Italiens Opposition macht Druck gegen Ski-Verbot. Das von der italienischen Regierung angedachte Ski-Verbot während der Weihnachtsfeiertage sorgt auch am Mittwoch für Gesprächsstoff: Nun machen Italiens Oppositionsparteien Druck gegen das Verbot.

Von APA / BVZ.at. Update am 25. November 2020 (12:39)
"Fratelli"-Chefin Giorgia Meloni widerspricht Italiens Regierung
APA (AFP)

"Österreich will seine Skipisten öffnen und behauptet, man kann in Sicherheit Ski fahren. In Österreich ist der Prozentsatz der Ansteckungen höher als in Italien. Warum kann man in Österreich sicher Ski fahren und in Italien nicht?", fragt etwa die Rechtspartei "Fratelli d´Italia".

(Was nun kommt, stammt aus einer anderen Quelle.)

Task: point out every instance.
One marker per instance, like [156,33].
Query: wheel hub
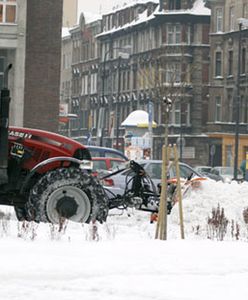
[66,207]
[68,202]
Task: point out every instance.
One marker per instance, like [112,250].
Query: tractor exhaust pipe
[4,126]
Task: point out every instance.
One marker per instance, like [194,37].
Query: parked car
[203,169]
[104,164]
[226,173]
[154,170]
[206,171]
[97,151]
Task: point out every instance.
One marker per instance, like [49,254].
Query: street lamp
[124,54]
[241,22]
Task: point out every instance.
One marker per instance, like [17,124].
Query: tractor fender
[83,164]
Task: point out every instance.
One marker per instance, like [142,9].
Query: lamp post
[240,22]
[124,54]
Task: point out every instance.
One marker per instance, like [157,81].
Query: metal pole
[237,108]
[103,94]
[150,119]
[117,103]
[181,134]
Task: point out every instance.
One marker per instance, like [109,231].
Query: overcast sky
[98,6]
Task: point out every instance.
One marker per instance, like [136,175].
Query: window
[218,64]
[8,11]
[85,85]
[217,109]
[175,113]
[230,63]
[230,109]
[219,19]
[243,58]
[243,109]
[174,4]
[174,34]
[245,10]
[93,83]
[173,73]
[231,18]
[1,72]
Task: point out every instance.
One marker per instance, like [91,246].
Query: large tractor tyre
[21,213]
[69,193]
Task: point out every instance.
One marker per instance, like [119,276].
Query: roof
[138,118]
[198,9]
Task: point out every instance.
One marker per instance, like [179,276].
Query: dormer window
[174,4]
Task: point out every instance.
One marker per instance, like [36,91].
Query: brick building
[228,80]
[30,39]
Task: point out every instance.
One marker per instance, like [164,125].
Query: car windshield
[227,171]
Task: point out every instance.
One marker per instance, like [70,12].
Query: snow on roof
[142,18]
[198,9]
[65,32]
[123,5]
[90,17]
[137,118]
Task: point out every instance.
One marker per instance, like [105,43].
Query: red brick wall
[42,65]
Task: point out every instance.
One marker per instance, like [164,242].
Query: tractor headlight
[86,164]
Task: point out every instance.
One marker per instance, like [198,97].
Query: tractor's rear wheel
[69,193]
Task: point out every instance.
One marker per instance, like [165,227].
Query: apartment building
[85,75]
[134,57]
[30,39]
[228,80]
[169,58]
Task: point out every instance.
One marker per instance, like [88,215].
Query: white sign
[63,109]
[142,142]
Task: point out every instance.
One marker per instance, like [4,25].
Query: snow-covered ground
[126,261]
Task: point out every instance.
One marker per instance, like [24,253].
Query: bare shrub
[27,230]
[4,223]
[235,230]
[58,230]
[196,229]
[217,224]
[245,217]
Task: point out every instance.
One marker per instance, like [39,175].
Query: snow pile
[198,204]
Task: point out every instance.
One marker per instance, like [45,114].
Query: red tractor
[46,176]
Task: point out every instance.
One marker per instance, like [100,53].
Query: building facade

Laut "Fratelli" Chefin Giorgia Meloni wird es zu keinem europaweiten Ski-Verbot kommen, wie es die italienische Regierung fordert. "Es hat keinen Sinn, die Skipisten in Italien geschlossen zu halten, wenn diese im Rest Europas offen sind", so Meloni im Interview mit dem TV-Sender "Rete 4" am Dienstagabend.

Ähnlich sieht die Lage der Chef der rechten Lega, Matteo Salvini. "Entweder alle Skipisten in Europa bleiben geschlossen, oder Italien kann nicht allein auf Winterurlaub verzichten. Skifahren ist kein Hobby für Reiche, sondern ein Wirtschaftssektor, der 20 Mrd. Euro bewegt und von dem unzählige Jobs abhängen", meinte Salvini live auf Instagram. Wenn es die Infektionszahlen erlauben würden und die Skipistenbetreiber sichere Bedingungen garantieren könnten, gebe es keinen Grund, Winterurlaub zu verbieten, sagte Salvini.

Der italienische Gesundheitsminister Luigi Speranza hält hingegen ein Skiverbot in seinem Land während der Weihnachtszeit für "unvermeidbar". "Am Dienstag haben wir an einem Tag 853 Tote gemeldet, die auf Covid-19 zurückzuführen sind. Leider sind Einschränkungen während der Weihnachtszeit unvermeidbar", so Speranza laut Medienangaben vom Mittwoch.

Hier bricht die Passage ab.